LI: Yes. It was really beautiful too.
RONSON: I guess it’s a version of the cycle that feels positive and special. Completing a cycle can offer something beautiful, not just sorrow.
LI: Completely. The album was inspired in part by a day when I was lying in bed listening to old voice memos. I was like, “I want to go back to how I was making music when I was 19.” It was really me, alone in my room, making eight tracks and my own voice. Then I found Bjorn. Going back to my teens myself and then going back to Bjorn was so beautiful. We did it in my living room, just me and him. He had this shitty guitar that was the same one we used when we wrote “Little Bit” and “I Know Places”, and we had a little drum. There were no headphones. It was like going back to the beginning and making the album that I always wanted to make for myself when I was 19. I also realized that the videos offered a very youthful view of love. It felt like I had finally finished the chapter that started when I was 19, when I worshiped a glamorous TV version of love.
RONSON: Is there a sense that, if you close those circles enough, you can move forward into something that’s not as tragic as heartbreak?
LI: That’s my hope. That’s why I opened up a lot of instrumental space in the production. It was beautiful to create a soundscape like that. I’m always quite pop in my writing, and quite structured. I’m curious if I could break away from pop now and start a completely new landscape. Because I was so happy to create melodies, moods and worlds.
RONSON: The last track on the album is really cheeky. You end on a seven-minute song where the last four minutes are just sounds. It looks like a really intentional thing, can you explain it?
LI: I wanted to end on a divine frequency. I was obsessed with neurology while working on the album. The problem with me is that when I make albums, I just make them for myself. It felt like such a heavy album – like a big cake of pain – and I needed time to decompress.

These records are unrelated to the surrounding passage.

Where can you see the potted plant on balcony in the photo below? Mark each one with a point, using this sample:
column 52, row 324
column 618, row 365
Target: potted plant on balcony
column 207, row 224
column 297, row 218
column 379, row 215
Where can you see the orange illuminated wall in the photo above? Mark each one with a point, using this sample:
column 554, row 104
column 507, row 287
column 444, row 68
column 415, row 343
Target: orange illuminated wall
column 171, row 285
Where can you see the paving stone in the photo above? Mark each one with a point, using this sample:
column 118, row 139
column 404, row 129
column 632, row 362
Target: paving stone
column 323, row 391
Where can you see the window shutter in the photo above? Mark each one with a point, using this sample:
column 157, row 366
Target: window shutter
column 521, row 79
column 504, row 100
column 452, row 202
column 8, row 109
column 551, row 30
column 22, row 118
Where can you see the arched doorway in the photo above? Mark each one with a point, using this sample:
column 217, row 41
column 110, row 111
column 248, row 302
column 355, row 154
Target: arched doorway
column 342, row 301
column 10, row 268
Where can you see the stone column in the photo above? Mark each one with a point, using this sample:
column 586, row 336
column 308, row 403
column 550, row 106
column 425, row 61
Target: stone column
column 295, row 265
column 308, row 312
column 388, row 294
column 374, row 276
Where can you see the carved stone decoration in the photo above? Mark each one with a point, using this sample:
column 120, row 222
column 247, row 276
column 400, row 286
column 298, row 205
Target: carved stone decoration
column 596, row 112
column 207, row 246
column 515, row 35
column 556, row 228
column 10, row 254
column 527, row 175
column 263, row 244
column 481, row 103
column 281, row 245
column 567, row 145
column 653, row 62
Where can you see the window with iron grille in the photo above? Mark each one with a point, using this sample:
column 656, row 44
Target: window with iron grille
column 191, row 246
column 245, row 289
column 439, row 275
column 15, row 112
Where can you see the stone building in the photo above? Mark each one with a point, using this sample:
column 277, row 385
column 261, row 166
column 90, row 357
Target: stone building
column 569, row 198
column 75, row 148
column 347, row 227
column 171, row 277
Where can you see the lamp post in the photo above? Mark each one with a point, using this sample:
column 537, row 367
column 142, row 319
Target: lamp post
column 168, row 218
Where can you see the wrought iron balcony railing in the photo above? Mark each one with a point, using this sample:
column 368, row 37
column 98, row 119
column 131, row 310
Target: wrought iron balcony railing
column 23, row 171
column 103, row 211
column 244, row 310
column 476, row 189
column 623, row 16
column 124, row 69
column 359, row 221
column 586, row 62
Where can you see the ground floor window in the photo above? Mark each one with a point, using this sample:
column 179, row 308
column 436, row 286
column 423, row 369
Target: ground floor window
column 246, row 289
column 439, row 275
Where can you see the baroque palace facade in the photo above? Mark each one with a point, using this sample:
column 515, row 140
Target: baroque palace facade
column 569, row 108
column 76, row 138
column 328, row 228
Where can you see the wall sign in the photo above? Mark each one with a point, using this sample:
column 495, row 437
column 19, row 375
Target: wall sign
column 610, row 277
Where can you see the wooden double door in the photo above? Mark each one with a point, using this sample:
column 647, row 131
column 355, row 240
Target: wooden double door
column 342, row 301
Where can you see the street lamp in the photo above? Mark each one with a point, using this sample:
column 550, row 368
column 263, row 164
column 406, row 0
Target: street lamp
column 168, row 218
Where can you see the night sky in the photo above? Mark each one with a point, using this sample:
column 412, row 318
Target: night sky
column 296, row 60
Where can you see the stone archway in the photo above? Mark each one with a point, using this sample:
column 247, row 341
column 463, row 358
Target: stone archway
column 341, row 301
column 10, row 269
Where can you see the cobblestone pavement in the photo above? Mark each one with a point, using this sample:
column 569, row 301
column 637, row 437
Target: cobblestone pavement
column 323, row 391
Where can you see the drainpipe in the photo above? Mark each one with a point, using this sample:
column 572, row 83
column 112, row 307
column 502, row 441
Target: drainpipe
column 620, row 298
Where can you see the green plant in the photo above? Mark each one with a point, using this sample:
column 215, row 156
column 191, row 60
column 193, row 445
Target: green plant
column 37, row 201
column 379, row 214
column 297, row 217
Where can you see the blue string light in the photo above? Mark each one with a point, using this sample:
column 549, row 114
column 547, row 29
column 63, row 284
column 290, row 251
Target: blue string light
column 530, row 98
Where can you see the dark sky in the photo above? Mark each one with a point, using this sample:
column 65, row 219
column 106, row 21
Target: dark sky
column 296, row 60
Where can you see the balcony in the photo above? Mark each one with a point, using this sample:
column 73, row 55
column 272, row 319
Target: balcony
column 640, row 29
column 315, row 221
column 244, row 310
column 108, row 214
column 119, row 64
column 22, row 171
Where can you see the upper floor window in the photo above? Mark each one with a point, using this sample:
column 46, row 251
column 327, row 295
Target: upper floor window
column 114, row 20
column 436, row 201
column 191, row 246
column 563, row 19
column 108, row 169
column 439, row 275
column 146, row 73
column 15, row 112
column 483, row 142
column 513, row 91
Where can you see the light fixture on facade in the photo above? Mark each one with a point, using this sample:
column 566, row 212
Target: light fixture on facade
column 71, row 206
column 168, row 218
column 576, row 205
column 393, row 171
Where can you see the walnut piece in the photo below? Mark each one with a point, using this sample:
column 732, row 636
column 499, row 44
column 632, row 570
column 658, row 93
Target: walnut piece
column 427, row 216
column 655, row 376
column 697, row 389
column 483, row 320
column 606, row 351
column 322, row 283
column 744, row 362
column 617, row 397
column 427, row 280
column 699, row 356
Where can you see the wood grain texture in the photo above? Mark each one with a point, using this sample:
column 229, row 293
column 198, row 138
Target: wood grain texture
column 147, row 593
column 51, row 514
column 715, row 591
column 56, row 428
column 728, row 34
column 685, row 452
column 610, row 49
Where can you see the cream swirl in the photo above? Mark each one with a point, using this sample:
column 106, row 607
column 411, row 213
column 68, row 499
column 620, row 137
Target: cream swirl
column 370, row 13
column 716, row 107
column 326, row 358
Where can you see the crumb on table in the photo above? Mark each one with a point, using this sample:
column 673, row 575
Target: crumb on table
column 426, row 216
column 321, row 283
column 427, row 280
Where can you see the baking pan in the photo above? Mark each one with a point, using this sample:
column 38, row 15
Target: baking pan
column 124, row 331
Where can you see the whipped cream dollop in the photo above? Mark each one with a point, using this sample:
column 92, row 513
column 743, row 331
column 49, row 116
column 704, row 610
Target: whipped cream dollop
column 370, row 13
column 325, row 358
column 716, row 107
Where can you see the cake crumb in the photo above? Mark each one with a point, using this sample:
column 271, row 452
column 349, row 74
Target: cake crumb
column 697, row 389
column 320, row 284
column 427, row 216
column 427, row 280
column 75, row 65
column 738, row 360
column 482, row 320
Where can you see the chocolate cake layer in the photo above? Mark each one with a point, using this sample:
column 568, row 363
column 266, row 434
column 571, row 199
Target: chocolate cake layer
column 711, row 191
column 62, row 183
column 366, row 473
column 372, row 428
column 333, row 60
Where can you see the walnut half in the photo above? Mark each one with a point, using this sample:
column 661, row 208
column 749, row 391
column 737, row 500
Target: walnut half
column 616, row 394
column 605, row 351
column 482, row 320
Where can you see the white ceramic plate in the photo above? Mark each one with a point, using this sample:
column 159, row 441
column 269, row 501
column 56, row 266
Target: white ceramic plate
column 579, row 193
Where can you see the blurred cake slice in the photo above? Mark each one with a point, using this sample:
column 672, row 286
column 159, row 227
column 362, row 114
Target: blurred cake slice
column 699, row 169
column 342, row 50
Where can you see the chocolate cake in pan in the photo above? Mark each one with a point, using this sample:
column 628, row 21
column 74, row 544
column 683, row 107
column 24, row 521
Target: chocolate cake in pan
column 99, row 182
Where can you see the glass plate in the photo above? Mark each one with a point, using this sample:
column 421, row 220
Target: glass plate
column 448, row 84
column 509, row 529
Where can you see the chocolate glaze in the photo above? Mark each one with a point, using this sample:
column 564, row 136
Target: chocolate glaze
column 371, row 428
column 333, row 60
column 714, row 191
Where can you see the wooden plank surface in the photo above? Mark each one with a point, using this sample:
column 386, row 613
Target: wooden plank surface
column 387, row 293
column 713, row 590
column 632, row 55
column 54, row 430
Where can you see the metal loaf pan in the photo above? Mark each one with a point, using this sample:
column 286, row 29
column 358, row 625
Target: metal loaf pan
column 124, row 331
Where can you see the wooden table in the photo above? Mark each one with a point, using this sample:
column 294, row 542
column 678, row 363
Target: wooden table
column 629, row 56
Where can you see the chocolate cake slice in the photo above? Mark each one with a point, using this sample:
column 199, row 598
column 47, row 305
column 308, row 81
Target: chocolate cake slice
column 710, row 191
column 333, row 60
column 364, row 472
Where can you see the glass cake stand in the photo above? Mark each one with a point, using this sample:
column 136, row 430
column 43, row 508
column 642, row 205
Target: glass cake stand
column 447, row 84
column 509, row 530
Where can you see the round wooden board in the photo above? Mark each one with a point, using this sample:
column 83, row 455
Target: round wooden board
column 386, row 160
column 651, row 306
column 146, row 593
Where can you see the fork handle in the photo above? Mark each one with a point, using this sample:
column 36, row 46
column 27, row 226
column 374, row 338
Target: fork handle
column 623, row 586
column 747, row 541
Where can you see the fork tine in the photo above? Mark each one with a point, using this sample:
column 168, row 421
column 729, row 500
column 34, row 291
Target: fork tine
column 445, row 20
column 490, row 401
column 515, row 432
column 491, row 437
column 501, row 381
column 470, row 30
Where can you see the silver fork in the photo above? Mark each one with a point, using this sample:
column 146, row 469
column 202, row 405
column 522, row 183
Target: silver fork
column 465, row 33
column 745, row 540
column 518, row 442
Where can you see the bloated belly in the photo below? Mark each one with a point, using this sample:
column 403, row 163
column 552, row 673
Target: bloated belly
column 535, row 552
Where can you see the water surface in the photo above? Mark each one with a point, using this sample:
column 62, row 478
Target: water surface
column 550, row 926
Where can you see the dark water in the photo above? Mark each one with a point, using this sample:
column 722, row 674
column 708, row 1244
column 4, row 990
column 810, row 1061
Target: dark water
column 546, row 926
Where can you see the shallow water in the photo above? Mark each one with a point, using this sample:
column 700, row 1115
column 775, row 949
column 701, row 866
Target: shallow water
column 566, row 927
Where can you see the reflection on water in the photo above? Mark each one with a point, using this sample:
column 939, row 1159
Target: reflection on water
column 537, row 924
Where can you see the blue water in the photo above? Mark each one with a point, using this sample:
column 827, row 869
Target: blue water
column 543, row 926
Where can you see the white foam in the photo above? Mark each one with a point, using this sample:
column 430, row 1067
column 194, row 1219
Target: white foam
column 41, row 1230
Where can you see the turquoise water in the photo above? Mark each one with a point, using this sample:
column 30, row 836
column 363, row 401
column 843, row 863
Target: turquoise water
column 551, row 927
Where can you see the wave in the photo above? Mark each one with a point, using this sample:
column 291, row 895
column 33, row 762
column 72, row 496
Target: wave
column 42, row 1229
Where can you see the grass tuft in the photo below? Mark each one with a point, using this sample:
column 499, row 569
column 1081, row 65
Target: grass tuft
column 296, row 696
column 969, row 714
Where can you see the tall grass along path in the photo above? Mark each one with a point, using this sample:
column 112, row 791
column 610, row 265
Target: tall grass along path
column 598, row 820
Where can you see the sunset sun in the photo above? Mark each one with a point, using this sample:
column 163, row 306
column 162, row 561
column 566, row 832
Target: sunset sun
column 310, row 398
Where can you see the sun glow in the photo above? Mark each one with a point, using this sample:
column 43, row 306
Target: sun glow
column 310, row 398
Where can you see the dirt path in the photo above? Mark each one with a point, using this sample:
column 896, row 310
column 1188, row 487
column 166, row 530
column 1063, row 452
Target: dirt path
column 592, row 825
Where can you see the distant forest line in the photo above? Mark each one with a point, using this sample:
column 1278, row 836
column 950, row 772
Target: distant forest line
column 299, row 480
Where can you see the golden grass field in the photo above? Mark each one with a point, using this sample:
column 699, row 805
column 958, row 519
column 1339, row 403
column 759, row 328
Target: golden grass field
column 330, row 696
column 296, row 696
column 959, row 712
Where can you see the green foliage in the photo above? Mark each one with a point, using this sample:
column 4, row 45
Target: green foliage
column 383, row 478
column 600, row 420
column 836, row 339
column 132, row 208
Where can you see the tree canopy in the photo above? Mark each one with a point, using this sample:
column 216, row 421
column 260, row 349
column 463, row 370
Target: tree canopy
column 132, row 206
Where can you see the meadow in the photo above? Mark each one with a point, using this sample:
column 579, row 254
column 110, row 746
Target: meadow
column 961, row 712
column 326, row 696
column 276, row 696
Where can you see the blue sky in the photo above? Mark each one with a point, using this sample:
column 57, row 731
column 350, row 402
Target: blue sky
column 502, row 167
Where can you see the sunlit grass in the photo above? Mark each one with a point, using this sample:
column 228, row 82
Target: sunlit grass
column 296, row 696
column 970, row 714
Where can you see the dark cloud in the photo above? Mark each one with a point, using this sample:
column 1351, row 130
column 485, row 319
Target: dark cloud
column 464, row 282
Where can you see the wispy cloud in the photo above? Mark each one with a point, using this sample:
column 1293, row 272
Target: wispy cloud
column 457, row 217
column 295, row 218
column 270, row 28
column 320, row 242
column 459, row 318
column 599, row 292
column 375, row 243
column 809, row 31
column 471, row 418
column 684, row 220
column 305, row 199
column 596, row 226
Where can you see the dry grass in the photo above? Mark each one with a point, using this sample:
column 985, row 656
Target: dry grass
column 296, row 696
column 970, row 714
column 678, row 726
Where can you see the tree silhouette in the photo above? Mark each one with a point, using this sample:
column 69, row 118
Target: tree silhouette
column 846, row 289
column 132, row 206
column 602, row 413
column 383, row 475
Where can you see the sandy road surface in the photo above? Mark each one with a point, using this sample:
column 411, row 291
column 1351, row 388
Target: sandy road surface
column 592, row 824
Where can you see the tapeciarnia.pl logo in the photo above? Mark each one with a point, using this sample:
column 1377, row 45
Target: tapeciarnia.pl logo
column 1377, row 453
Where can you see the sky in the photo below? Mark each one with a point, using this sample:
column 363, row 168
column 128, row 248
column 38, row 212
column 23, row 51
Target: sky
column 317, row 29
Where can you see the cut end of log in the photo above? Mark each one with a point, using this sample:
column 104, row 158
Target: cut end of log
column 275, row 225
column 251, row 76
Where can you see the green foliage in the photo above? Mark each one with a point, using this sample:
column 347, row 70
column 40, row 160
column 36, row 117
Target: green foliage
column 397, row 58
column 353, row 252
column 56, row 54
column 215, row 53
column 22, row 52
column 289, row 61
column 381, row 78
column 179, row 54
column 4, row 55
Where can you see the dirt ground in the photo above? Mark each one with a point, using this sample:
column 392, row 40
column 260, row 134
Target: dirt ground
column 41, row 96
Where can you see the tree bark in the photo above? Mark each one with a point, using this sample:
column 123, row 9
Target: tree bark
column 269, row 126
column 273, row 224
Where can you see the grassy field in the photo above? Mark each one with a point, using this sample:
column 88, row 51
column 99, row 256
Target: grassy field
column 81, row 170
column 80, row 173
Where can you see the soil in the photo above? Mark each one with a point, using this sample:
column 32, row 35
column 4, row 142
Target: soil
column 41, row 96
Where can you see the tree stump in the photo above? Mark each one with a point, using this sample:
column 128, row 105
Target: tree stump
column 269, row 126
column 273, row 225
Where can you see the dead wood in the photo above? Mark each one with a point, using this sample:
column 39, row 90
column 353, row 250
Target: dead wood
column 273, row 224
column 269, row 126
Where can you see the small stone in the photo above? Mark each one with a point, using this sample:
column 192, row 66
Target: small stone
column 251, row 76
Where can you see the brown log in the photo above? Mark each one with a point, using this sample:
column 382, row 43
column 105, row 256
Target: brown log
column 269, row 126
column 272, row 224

Also, I was so interested in the escape of the environment at the end, like in a movie. This song is my final scene, alone in the rain, while the credits roll.
RONSON: You get into such heavy emotional stuff in this music. Do you find that dwelling on it brings you back inside, or do you find catharsis in the process?
LI: It’s completely cathartic. With each disc, you also discover this new character in you which emerges and overcomes all pain. I usually cut and color my hair.
RONSON: You definitely tout the virtues of psychedelics as therapy. I totally believe in therapy and have used a lot of psychedelics, but never really combined the two. Has it brought you healing?
LI: It’s breathtaking and life changing, like the effects of music. When we channel music it is a doorway to heaven, and psychedelic therapy is similar in that it puts you in a state of openness and your guards are down. It’s a really beautiful place.
RONSON: When it was time to do my heartbreak record, you were the first person I went to. You ended up being my main collaborator, sparring partner and sounding board. We did a lot of great songs together. It wasn’t that long ago that you were writing this music and making these films. Is it a bit like looking in the rear view mirror? Does that sound foreign to you?
LI: I’m so happy right now, which is quite strange for me and also very scary because I’ve never felt that way. I try to be okay with love and peace. It’s pretty foreign because of all the time I was traveling with psychedelics. When you do ayahuasca, it’s like 10 years of therapy. I was working through the grief of my relationships, but also of life. I was finally processing my mother’s death. There were heavy things I was working on.
RONSON: I was looking at your Spotify, and I thought it was so funny that you released a slower acoustic version of a single and it became even more popular than the original.
LI: This was actually made by a kid on TikTok, and it exploded. Somehow I have a kismet thing where I actually have nothing to do with my biggest commercial hits.
RONSON: It looks like you’ve agreed to be responsible for one of the biggest bangers on the dance floor of the past 15 years.
LI: I’m very grateful for that. At first I was not at all, but now I think it’s a gift. I love seeing people kiss her on the dance floor.